PHOENIX SUNS

Suns notebook: Oubre moving forward, wing rotation still mixing

Nov 13, 2019, 9:18 PM | Updated: 9:52 pm

(AP Photo/Matt York)...

(AP Photo/Matt York)

(AP Photo/Matt York)

PHOENIX — After the Phoenix Suns’ 123-115 loss to the Los Angeles Lakers on Tuesday night, Kelly Oubre Jr. was seen coming back into the locker room after some of his teammates had already left the building.

He was one of the notable names from that game, and not in a good way, as he scored only one point and had one of his worst performances as a Sun.

Oubre was uncharacteristically missing shots badly and just seemed in a rut all game, a departure from his great form to start the year.

It turns out Oubre was returning from the practice court, where he immediately tried to move forward past a rough night.

“After a day like yesterday, you can’t wake up the next day and have the same energy,” he said after practice on Wednesday. “It’s going to deplete you.”

Oubre said he watched film too and referred both to what he could have done better and “didn’t do at all.”

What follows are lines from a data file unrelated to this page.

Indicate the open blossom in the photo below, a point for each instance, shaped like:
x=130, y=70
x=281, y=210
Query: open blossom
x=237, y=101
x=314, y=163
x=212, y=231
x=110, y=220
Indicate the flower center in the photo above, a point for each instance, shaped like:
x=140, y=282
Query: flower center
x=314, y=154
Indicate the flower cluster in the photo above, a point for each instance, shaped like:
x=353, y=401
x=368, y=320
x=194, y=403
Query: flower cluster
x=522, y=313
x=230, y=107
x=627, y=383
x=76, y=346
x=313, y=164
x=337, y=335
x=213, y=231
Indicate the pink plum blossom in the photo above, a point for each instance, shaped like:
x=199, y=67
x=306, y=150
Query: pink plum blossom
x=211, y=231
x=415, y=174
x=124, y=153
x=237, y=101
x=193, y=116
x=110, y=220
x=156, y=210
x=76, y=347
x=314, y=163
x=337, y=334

The 23-year-old said it’s “all mental” for his approach after a game like that and trying to reset.

“You have to,” Williams said of Oubre. “It’s just too long of a season.”

“If you dwell on it too much it just ruins everything. You ruin your sleep, you ruin your life. You have to have the mental stamina to learn from a loss or a win and apply it to the next one but you got to move on.”

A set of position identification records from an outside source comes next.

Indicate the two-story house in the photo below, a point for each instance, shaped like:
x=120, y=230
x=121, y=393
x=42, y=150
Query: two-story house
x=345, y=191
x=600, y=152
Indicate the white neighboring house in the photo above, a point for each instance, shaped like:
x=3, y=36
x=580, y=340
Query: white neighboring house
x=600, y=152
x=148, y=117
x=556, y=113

WING ROTATION STILL MIXING TOGETHER

While the Suns had a lot of players step up and perform, Oubre is a critical piece for Phoenix and they’re going to have a tough time winning if he plays like that again, especially with Deandre Ayton suspended.

With that in mind, they have options, and Williams showed that against the Lakers by playing rookie Cam Johnson 27 minutes and using him in crunch time.

There’s an interesting and quite delicate balance there for Williams to find time for Oubre, Johnson and Mikal Bridges. That’s part of why Jevon Carter is out of the rotation and it’s down to nine bodies so there’s more to go around.

Williams has never shied away from keeping his best performers in longer when they have it going, and it even went further with Johnson, a potential indicator for how he might approach Ayton or Aron Baynes playing as well.

He’s been playing the wings together too, a nod to both the versatility of that group and the different skills they offer.

Oubre is far and away the best scorer of the three and offers the most energy while also being the most experienced and balanced. Bridges is the best defender and has a knack for making huge plays while Johnson is in that boat as well for basketball IQ but is, most importantly, easily the best shooter of the three.

It’s a mix-and-match game for Williams with them for the time being.

He’s used about 140 minutes this season with at least two of them on the floor, roughly 29% of the games this season through 10. With the nature of the current roster using Baynes, Frank Kaminsky and Saric as the lone bigs, that’s been mostly small-ball despite all three having some merit to shooting guard minutes depending on the matchup.

When asked what he thinks of those multi-wing lineups, Williams landed somewhere in the middle.

“It’s OK. I wouldn’t say it’s been great,” he said. “It’s harder to call plays because those guys are used to playing the wing spot and that’s the one different position to me in the league is from the three to the four — it’s a totally different position.”

Williams, as he often does, put some of it on himself and said he has to do a better job of calling the right types of plays when those guys are out there.

Defensively, he said the X-factor is if Baynes is in there to give them stability because the switching will get funky and leave guys open for threes.

Baynes doesn’t let that happen too much with the way he communicates.

“Aron usually calls that stuff out. He’s like a middle linebacker in that regard,” Williams said.

The coach also noted Ayton’s presence as a rim protector being something that will help in those looks when the big fella returns.

In a limited sample, the minutes haven’t been great from those wing combinations as a duo.

Bridges and Johnson, who now often make up part of the second unit together, are minus-35 in 95 minutes. To be fair, a lot of that has to do with the time they play away from Devin Booker and Ricky Rubio.

Johnson on the year has a -11.5 net rating, the lowest in the rotation, albeit a number that’s a bit broken because of how little he’s played this year. Bridges is the second-worst at -2.3. Oubre, meanwhile, is thriving with the starters at plus-11.8.

Bridges, in particular, has really struggled offensively to start the year. He’s shooting 42.9% from the field, which is OK, but 20% from three-point range is not.

Williams wants Bridges, as a player who won’t get many shot attempts anyway in his role, to look for the easy bucket like the wing has been throughout his young NBA career.

“I’ve talked to him about running the floor and trying to get an easy layup,” Williams said.

Ultimately, because of how different the three wings are, it should be a luxury for the Suns and play into what makes them a good team.

With various factors such as a tough start to the year for Bridges, Johnson being a rookie that’s just breaking into the rotation and an off-night for Oubre, that element of the team just hasn’t quite clicked into place yet.

From the standpoint of evaluating the features of the roster as a whole, it’s the one that has yet to be fully fleshed out despite all the success early on.